If you score highly across the board you become a candidate for promotion. If you have gaps, your learning needs will be recorded and training programmes recommended.
It all seems to be very robust and scientific.
But let me digress. Have you ever seen Lionel Messi play? He is a sight to behold when in full flight with the football. A true master of ball control and intelligent movement – to some, the greatest footballer ever.
Here’s the thing about Messi though: he’s one of the most one-footed players ever. Almost everything he does is with his left foot – in fact, his ratio of strong-foot to weak-foot usage is around 10 to 1. His opponents know this – and they still can’t stop him.
A question for you: if you were assembling a football team, would you want Lionel Messi on it?
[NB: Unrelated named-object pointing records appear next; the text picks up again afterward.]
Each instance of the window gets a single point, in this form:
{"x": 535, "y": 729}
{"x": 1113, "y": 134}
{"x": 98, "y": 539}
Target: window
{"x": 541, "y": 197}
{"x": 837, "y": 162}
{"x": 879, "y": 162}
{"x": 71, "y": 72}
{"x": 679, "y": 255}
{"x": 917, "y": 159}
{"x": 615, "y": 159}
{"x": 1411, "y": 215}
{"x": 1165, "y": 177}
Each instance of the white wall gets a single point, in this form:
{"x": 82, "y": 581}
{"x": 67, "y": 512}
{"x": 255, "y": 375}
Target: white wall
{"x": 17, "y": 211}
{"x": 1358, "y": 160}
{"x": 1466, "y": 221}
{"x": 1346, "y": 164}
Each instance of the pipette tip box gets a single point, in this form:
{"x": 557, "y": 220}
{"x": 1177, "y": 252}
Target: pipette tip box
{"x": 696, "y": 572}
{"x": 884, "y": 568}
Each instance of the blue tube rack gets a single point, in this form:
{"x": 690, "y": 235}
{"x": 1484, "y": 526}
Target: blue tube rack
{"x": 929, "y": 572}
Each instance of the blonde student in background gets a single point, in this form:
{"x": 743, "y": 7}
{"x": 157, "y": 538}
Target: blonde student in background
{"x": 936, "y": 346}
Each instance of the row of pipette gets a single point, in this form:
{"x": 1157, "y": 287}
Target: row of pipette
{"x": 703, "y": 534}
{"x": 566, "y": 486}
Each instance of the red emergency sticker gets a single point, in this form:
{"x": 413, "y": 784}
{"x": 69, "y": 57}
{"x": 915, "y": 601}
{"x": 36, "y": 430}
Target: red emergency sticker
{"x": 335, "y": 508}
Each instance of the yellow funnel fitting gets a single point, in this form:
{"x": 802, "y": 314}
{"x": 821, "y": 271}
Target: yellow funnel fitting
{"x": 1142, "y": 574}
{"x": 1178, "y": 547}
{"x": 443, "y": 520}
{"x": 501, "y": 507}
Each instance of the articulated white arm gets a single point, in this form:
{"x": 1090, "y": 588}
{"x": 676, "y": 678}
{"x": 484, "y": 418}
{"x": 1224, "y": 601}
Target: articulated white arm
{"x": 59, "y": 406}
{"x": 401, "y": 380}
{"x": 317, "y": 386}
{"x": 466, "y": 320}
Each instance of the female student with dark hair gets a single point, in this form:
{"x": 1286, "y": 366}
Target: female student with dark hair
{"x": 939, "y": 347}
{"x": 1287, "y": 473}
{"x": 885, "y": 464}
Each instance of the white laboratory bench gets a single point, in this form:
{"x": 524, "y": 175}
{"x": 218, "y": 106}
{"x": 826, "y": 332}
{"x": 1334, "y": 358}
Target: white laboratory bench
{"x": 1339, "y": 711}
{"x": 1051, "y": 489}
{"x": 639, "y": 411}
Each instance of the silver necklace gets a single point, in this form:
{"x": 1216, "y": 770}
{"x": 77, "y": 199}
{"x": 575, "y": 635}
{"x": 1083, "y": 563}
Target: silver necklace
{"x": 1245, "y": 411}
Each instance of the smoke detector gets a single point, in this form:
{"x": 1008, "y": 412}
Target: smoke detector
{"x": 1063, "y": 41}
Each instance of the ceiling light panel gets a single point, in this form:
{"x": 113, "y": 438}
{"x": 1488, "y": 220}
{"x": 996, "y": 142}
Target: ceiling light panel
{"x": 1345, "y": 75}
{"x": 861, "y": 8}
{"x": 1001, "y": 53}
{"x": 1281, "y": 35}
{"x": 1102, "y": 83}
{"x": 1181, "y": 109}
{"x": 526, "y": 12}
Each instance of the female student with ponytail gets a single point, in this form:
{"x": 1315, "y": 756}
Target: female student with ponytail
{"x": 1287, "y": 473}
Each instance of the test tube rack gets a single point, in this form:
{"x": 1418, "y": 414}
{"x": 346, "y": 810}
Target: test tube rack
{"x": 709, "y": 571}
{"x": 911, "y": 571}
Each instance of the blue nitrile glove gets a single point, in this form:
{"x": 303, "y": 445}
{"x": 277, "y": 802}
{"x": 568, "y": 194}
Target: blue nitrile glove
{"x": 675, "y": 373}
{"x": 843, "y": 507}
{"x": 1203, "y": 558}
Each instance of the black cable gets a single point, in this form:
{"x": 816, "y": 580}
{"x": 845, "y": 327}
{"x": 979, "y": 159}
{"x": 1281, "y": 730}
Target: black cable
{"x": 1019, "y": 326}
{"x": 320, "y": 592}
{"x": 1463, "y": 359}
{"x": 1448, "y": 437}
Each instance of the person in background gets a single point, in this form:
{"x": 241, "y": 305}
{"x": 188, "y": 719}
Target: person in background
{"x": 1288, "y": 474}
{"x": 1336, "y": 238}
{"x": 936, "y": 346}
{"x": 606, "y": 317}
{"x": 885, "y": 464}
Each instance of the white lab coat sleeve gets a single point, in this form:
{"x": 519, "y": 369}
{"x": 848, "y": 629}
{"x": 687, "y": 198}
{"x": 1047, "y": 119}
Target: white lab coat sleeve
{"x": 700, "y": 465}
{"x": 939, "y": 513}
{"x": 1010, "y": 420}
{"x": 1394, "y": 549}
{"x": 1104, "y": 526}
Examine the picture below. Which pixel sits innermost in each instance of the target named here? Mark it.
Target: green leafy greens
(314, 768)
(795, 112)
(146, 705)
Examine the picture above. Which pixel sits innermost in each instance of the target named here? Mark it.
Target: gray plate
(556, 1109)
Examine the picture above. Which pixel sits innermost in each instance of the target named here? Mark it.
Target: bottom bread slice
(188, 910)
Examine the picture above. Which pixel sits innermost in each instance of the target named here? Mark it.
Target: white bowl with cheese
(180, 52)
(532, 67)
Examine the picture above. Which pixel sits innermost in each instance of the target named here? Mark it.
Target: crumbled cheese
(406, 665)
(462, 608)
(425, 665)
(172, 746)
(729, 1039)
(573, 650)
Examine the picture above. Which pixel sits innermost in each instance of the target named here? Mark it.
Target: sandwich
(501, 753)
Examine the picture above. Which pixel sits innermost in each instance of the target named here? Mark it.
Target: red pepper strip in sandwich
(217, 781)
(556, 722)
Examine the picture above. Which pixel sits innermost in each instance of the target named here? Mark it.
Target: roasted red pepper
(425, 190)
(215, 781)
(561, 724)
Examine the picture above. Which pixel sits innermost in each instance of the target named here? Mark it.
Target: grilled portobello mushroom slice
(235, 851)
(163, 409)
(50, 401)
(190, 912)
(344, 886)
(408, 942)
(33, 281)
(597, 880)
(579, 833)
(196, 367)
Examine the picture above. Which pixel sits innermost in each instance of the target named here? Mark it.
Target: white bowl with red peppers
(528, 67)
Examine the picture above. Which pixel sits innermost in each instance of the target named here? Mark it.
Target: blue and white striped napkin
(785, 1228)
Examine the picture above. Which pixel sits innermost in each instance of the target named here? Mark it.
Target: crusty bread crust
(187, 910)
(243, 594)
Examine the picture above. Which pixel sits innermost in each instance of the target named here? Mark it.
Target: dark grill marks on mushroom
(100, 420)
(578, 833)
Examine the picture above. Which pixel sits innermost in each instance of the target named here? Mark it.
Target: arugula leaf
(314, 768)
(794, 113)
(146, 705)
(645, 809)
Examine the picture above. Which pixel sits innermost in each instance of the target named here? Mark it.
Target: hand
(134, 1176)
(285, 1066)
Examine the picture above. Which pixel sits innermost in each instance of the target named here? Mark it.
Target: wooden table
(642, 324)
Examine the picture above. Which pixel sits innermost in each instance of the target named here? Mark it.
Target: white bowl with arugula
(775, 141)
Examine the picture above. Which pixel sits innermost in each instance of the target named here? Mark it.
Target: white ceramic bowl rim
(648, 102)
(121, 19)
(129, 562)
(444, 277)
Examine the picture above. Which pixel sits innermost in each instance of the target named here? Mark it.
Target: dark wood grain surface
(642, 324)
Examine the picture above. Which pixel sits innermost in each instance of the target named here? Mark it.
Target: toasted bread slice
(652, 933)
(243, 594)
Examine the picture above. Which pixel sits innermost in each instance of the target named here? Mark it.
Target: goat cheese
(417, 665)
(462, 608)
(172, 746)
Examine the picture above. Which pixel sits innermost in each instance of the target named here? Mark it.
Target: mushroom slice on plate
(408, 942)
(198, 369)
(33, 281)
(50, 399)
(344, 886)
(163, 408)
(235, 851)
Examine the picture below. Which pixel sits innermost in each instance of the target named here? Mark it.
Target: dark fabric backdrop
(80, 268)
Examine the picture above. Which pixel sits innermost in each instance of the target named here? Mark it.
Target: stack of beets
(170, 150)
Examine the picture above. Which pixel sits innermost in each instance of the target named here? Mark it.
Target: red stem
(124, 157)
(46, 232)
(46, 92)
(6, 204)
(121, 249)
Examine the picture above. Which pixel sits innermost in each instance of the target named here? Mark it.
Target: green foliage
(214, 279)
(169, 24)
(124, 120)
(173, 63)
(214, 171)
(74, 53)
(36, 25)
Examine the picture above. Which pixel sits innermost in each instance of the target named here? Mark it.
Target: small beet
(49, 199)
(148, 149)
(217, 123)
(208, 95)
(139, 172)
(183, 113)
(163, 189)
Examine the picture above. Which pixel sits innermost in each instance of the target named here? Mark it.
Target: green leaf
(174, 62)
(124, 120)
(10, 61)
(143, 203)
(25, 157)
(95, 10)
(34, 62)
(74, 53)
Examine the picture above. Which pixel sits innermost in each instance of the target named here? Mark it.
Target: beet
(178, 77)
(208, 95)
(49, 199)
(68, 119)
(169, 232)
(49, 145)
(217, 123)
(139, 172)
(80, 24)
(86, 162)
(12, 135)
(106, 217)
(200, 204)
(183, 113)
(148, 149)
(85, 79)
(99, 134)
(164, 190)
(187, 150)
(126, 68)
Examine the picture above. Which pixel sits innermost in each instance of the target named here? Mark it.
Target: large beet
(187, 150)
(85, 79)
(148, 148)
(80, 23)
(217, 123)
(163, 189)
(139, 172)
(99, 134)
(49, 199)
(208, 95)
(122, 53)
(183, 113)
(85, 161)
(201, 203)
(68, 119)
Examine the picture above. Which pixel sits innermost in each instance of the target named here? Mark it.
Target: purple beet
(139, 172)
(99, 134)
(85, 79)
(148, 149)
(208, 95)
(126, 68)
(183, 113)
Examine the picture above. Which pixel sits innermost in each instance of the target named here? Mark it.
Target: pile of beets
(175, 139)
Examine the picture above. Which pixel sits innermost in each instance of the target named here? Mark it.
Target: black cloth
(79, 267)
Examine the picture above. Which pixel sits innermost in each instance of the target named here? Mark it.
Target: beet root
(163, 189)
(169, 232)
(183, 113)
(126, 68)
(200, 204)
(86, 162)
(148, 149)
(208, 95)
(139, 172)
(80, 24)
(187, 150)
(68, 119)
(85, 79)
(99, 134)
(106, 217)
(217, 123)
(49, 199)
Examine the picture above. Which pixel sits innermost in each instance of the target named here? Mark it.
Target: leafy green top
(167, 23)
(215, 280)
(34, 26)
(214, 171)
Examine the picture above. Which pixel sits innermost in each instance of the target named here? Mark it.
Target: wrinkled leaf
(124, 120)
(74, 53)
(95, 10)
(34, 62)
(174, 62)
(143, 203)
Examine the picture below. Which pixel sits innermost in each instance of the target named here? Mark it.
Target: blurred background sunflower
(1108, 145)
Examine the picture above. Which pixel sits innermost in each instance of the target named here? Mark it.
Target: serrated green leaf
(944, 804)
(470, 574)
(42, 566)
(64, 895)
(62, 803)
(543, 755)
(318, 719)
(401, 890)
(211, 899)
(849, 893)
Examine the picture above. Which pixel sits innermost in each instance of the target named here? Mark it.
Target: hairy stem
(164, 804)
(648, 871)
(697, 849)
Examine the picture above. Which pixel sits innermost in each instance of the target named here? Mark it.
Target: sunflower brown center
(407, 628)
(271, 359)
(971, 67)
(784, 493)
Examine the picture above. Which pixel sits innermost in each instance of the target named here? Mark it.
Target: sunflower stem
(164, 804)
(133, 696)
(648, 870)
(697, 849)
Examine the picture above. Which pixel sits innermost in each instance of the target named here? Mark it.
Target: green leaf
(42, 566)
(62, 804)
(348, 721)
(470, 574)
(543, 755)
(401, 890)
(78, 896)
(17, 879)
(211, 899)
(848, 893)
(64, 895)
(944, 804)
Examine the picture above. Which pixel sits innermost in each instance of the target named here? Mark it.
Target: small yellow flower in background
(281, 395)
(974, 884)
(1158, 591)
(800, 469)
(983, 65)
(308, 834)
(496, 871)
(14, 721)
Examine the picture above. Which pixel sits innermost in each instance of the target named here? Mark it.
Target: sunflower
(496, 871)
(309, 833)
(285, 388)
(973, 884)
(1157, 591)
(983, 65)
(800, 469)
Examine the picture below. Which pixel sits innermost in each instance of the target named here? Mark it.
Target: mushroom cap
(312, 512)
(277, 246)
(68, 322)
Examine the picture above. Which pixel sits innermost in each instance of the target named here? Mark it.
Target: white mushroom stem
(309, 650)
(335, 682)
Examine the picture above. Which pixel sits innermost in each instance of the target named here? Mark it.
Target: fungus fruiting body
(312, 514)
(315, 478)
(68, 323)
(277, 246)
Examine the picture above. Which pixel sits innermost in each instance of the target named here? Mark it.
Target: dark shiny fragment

If you were using a competency model, you would require all your players to use both feet and their heads, to have speed as well as guile, to be great at quick decision-making, to be of minimum height, to be unselfish when passing, to follow the manager’s instructions to the fullest, etc. And Messi would not qualify on several competencies.
This example is explained beautifully in the one of most contrarian management tomes of recent times, Nine Lies About Work, by Marcus Buckingham and Ashley Goodall.
Let me add another example. The footballer Ronaldinho was a sheer delight to watch when at his peak some years back. An unearthly master of ball control and utter artistry. Who would not have wanted him to grace their pitch? He would provide moments of complete ecstasy to the fans. And yet he would have failed the competency model. He was moody, ill-disciplined and idiosyncratic. There was no point in expecting him to follow any pre-set game-plan. You had to just let Ronaldinho…be.
The best coaches don’t follow competency models. They build their style of play around the unique artistry of their best players. So what happens to corporate leaders, ask Buckingham and Goodall?
Studies show that requiring people to demonstrate competence across all categories is a fool’s errand. The best performers tend to excel in a narrow set of competencies – they are really, really good at some things – and pretty average at others. And that’s OK. In the authors’ words:
“In the real world, each of us, imperfect as we are, strives to make the most of the unique mix of traits and skills with which we’ve been blessed. Those of us who do this best – who find what we love about what we do, and cultivate this love with intelligence and discipline – are the ones who contribute most. The best people are not well-rounded, finding fulfilment in their uniform ability. Quite the opposite, in fact – the best people are spiky…”
The best people are spiky. I stand to applaud.
If I were working in a large organization now, I would hope to do reasonably well in at least two or three of the competencies in the average model – although that too would depend on the idiosyncrasies of those doing the rating. But I know for a fact that I would fail miserably in many a competency – there are things that simply aren’t my strengths, end of story. And so I would not get promoted.
As an employer, I have never looked for well-rounded people. Like Buckingham and Goodall, I know that the best people are spiky – they over-deliver on certain attributes, and are at best average in others. Their competency profile is not a straight line – it is jagged. I look to combine and complement the spikes, and my job as leader is to help the spiky ones work together fruitfully.
Guess what happens when you keep promoting people for being well-rounded? You eventually end up with a leadership team that’s…bang average.
Question: would you be forcing Messi to work more on his right foot?